There’s this creeping tendency to gift the hero… protagonist with extra powers, extra smarts, extra good looks and the like. There’s a definite trend towards extra muscularity in the males and gravity-defying firmness of the front-mounted weapon emplacements in the females, too.
But most folks aren’t like that. We’re ordinary, and it gets tiring – and tiresome – to see nothing but the overpowered all the time (that’s not to say that superhero tales can’t be fun or that there’s no place for the noble hero who’s a paragon of paragons. Just that it’s a bit boring if that’s the only type of hero floating around).
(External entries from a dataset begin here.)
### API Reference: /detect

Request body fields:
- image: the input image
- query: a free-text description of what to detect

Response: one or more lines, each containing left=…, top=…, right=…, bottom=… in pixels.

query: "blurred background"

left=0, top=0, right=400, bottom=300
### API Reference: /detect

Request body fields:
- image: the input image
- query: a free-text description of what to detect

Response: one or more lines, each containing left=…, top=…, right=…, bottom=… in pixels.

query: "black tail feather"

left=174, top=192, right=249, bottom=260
I’ve always had a bit of a fondness for the rogue and trickster types. There’s a lot of fun to be had in sharing head-space with a character who charms their way out of potentially lethal situations and wins through unusual and clever means rather than the more traditional victory (these have also led to some of the most hilarious books I’ve read – as Dave knows because I’ve cursed him a few times for something that had me laughing so hard I couldn’t breathe – for a good free starting point, try Save the Dragons complete with hero who is more of a long skinny streak of misery who thinks his way out of trouble – and usually into even more trouble).
Pratchett’s Rincewind has his moments, although there are limits to how far one can take a plot based on the main character running away – but he certainly shows a fair amount of trickery mixed in with the cowardice when he’s stuck in the malodorous deposits.
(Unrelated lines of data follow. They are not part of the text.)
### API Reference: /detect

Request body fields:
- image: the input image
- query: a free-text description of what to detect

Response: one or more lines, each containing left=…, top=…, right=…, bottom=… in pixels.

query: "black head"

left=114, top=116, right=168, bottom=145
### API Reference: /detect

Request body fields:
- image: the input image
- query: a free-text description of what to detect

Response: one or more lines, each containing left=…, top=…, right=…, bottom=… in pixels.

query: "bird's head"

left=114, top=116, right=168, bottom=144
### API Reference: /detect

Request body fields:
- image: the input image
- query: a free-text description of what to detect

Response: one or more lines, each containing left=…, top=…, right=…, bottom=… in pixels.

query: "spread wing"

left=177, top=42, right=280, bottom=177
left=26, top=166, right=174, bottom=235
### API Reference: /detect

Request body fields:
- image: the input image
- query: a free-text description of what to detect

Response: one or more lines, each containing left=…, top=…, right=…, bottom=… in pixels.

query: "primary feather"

The key thing is to refrain from making the protagonist too powerful. Doing that forces you to keep coming up with more powerful antagonists to the point where you wind up escalating from personal crises all the way to saving the universe just to keep the protagonist on his/her toes. That or make the protagonist sufficiently dumb that all the problems are actually caused by said protagonist’s mistakes.
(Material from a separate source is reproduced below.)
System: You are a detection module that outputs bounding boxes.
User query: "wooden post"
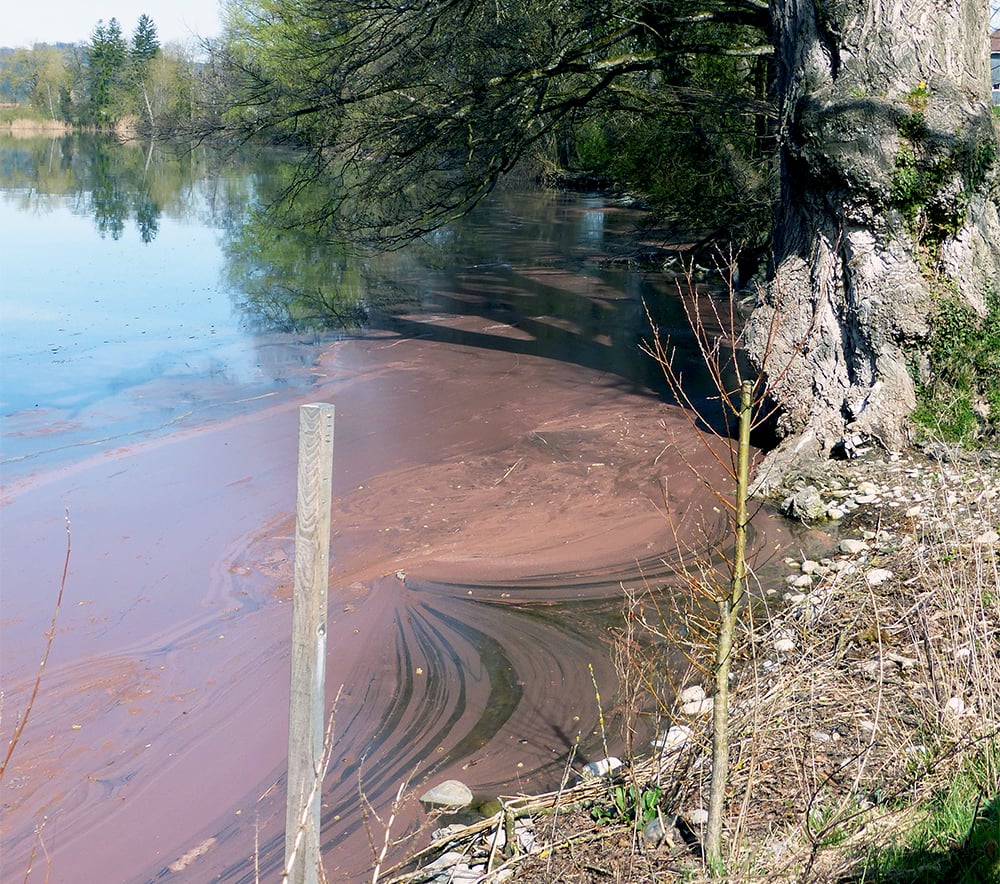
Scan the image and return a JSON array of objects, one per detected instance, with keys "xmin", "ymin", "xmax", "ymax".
[{"xmin": 283, "ymin": 403, "xmax": 334, "ymax": 884}]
It’s also helpful to have other people check what’s happening. I’ve read drafts of works where the alleged protagonist was so noxious that the only thing distinguishing him from a seriously evil antagonist was the author’s insistence that the protagonist was the good guy. I sincerely hope the author responsible actually listened to criticism and changed things, because there’s a much larger market for mostly-ordinary decent types as protagonists than there is for amoral nutcases whose only distinction from the antagonist is the side they’re on.
I got distracted somewhere there, and my brain is currently too scattered to find it again, so I shall sign off and see what the comments bring on the less “uber-heroic” protagonist types.